Aux États-Unis, Valérie Segond a été primée d’un LGMI (Location Manager Guild International) Awards pour son travail sur la série Lupin. Une récompense prestigieuse qu’elle a reçu au côté du régisseur général Thomas de Sambi. « Je ne savais pas que ce genre de prix existait pour notre métier », s’étonne-t-elle. C’est une énorme reconnaissance pour notre profession ». Aux États-Unis, le profil de location manager est un mix entre celui de repéreur et de régisseur général. « Là-bas, le location manager est chargé du repérage des décors, mais aussi de l’administratif (conventions de tournage, démarches avec les assurances…), explique Valérie Segond. Il travaille de concert avec le scoot location, qui, lui, est responsable du décor du début jusqu’à la fin du tournage ».
Flair et autonomie
Devenir repéreur n’exige pas de formation spécifique en France, mais réclame de solides capacités d’anticipation et des notions de logistique. « Il faut pouvoir imaginer l’organisation du tournage, il faut savoir se poser des questions du type « est-ce que 50 personnes vont pouvoir être accueillies en même temps dans le décor que je viens de choisir ? ». Et puis bien sûr, une certaine culture artistique et historique est nécessaire afin de proposer une variété de décors d’époques ou de styles différents ». Parmi la trentaine de professionnels qui composent l’association des Repéreurs dont elle est présidente, certains opéraient auparavant comme régisseurs ou photographes, d’autres comme assistants de réalisation à l’image de Valérie Segond.
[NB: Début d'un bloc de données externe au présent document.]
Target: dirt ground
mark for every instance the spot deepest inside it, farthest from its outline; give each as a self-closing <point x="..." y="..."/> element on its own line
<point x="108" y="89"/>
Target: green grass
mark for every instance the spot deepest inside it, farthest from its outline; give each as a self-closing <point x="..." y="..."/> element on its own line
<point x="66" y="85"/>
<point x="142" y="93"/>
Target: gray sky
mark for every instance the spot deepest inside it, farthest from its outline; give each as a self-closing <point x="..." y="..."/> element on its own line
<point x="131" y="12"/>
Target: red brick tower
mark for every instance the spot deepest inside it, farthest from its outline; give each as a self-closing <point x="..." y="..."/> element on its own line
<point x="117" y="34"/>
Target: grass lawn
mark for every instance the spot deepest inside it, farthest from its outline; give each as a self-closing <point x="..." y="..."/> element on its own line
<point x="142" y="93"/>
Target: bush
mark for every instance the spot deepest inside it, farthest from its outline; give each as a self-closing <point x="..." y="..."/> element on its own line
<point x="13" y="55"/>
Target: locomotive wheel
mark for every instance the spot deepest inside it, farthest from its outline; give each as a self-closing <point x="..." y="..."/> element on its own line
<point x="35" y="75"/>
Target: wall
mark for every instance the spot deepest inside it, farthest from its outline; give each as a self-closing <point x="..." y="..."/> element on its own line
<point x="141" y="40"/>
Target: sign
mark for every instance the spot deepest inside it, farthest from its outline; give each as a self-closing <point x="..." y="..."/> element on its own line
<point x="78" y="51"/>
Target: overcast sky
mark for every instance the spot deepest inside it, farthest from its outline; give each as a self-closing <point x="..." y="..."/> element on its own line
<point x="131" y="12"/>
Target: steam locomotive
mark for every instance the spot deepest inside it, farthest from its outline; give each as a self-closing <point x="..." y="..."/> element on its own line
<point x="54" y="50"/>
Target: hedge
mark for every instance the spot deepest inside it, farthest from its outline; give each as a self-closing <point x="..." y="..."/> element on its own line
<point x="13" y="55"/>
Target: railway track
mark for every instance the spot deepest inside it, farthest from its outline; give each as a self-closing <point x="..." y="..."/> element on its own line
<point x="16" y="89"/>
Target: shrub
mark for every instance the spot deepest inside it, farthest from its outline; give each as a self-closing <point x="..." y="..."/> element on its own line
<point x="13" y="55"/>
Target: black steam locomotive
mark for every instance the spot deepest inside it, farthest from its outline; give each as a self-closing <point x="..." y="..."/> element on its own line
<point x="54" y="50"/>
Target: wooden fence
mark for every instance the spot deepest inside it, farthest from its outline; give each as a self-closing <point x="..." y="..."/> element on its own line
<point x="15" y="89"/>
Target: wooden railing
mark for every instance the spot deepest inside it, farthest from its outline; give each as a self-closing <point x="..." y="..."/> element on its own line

Elle a fait ses armes sur La Science des Rêves de Michel Gondry en 2005. « Mon rôle d’assistante de réalisation était devenu difficile à concilier avec la maternité, raconte-t-elle. J’avais besoin d’aménager mon temps de travail ». Au quotidien, Valérie Segond organise sa semaine entre recherches à son bureau et repérages sur le terrain.
La profession s’exerce en autonomie et requiert du flair, mais l’association des Repéreurs permet de s’entraider et de gagner du temps. « Il m’arrive parfois de buter 15 jours sur un décor, alors je lance une bouteille à la mer sur le groupe de l’association ». Le métier relève de l’intermittence. « Comme n’importe quel technicien ou cadre du cinéma, rien n’est jamais acquis. Aujourd’hui je travaille, demain je ne sais pas ». La fonction de repéreur de décors pouvait auparavant être confiée au régisseur adjoint, au premier ou au deuxième assistant, « voire à des stagiaires ». Depuis une dizaine d’années, elle est devenue une profession à part entière en France avec toutefois des disparités de statut entre le cinéma et la télévision. Grâce aux LGMI Awards, l’association des Repéreurs a noué des contacts avec des confrères étrangers, notamment au Royaume-Uni et surtout aux États-Unis, pays dans lequel l’organisation professionnelle – la Location Managers Guild International – rassemble pas moins de 600 membres. Un chiffre qui impressionne la présidente de l’association française. « Cela nous fait évidemment rêver. Qui sait ? Un jour peut-être, nous aurons également notre propre cérémonie ».
Les séries Lupin et Irma Vep ont bénéficié du Crédit d’impôt international (C2I).